The environmental groups have until mid-October to object to the recommendation, which will ultimately be decided by U.S. District Judge Michael Mosman.

The lawsuit was originally filed 14 years ago but was revived earlier this year after the plaintiffs weren’t able to reach a settlement with ranchers and the federal government.

Habitat degradation has caused bull trout populations in the two rivers to dwindle to about 100 fish, which the environmental groups blamed on grazing.

However, the U.S. Fish and Wildlife Service has concluded that grazing is unlikely to adversely affect bull trout or their habitat in the seven allotments in question, which encompass tens of thousands of acres.

The environmental plaintiffs nonetheless claimed grazing authorizations violated the National Forest Management Act and Wild and Scenic Rivers Act.

Ranchers affected by the lawsuit and the Forest Service argued the environmentalists were impermissibly attacking the agency’s entire grazing program — which can only be changed through statute or regulation — rather than specific agency actions.

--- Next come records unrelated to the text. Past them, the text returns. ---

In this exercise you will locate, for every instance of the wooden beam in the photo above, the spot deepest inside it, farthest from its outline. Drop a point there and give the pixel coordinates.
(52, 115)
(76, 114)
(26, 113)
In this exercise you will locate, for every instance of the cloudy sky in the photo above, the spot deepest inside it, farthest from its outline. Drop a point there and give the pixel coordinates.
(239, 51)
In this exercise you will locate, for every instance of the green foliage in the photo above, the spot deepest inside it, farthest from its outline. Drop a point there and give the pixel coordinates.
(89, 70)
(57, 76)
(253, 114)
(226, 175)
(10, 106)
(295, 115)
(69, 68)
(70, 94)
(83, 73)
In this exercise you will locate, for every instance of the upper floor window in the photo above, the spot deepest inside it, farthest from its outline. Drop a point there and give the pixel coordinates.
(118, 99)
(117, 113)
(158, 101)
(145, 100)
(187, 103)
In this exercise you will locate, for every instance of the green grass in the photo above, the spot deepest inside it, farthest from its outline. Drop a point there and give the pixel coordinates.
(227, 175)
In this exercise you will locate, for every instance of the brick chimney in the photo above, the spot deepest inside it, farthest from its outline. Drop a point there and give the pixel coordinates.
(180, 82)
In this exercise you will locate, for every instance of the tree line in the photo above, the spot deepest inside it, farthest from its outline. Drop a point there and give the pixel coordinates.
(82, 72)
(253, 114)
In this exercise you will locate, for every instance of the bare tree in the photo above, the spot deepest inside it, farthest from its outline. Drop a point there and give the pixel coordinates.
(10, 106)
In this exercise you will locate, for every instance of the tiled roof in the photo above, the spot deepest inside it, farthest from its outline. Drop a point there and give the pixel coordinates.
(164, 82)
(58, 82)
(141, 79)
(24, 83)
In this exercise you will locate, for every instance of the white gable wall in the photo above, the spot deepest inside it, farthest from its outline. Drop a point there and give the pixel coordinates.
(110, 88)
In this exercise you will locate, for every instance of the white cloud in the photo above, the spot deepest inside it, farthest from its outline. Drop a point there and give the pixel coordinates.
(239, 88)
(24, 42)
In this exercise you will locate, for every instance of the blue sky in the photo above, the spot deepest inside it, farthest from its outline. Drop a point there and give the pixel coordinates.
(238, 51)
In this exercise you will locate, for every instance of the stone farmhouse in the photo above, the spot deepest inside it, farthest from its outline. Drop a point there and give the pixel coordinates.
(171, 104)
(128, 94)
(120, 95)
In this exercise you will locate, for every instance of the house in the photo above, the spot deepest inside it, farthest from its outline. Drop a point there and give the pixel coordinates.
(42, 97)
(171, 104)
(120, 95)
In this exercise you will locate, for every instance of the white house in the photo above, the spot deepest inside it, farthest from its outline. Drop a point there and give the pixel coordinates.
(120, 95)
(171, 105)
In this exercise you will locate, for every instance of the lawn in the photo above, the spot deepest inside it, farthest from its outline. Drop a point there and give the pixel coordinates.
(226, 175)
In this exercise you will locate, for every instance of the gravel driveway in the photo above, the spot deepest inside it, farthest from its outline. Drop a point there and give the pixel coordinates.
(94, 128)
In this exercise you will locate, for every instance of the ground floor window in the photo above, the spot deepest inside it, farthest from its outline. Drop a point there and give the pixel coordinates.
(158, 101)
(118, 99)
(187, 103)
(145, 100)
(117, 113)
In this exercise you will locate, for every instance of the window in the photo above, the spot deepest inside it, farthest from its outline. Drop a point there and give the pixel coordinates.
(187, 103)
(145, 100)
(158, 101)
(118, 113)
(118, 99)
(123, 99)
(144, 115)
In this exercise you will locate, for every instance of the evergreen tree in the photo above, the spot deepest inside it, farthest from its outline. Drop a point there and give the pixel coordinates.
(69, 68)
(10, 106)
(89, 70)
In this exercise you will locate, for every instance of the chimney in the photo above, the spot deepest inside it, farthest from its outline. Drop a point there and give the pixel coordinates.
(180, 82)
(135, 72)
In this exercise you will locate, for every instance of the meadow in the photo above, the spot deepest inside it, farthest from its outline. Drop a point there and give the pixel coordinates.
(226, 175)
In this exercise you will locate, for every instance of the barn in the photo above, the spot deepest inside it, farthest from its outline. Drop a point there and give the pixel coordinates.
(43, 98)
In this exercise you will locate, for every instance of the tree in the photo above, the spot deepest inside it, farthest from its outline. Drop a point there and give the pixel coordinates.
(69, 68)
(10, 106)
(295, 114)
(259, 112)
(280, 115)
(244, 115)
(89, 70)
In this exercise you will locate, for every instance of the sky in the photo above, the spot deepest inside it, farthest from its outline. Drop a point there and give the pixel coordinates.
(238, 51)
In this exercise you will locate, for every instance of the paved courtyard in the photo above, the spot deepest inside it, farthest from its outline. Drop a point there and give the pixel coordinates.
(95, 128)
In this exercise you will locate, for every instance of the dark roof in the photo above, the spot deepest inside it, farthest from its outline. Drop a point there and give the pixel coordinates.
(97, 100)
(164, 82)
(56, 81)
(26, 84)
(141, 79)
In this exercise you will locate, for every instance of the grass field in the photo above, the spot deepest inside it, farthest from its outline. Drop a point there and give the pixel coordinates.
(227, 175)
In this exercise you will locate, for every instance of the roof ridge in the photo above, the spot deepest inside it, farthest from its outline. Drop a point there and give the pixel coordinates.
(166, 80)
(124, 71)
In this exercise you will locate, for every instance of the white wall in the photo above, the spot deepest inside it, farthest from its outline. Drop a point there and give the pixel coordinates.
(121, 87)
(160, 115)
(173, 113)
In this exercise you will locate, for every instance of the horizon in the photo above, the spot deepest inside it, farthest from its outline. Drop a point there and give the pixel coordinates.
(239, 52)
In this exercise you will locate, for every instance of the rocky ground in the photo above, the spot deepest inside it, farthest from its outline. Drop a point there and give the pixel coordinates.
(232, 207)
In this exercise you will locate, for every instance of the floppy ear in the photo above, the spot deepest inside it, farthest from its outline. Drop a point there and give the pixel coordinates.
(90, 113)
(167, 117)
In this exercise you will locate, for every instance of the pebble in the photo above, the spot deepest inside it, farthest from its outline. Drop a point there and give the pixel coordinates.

Though it was a “close question,” Papak nonetheless decided against throwing out the case on these grounds.

Even so, the judge rejected the claim that livestock grazing hadn’t met “riparian management objectives,” which must be followed “at the watershed or landscape scale, rather than stream by stream.”

While bull trout populations in the region were found to be at risk, Papak said the plaintiffs “have not shown that the Forest Service’s decisions to authorize livestock grazing caused the decline of the bull trout population or its habitat in the allotments here.”

According to the Fish and Wildlife Service, multiple factors have likely contributed to the bull trout’s misfortune, including dam-building, logging, irrigation withdrawals and the introduction of brook trout, a non-native fish, the judge said.

Papak also disagreed with the environmentalists’ claim that data collection about stream conditions was “so useless as to be equivalent to no data.”

“The record here establishes that the Forest Service reasonably monitored riparian conditions and analyzed the data collected,” he said.

The judge also rejected arguments that grazing violated the Wild and Scenic Rivers Act, noting that cattle are generally excluded from the river corridors with fencing and steep terrain.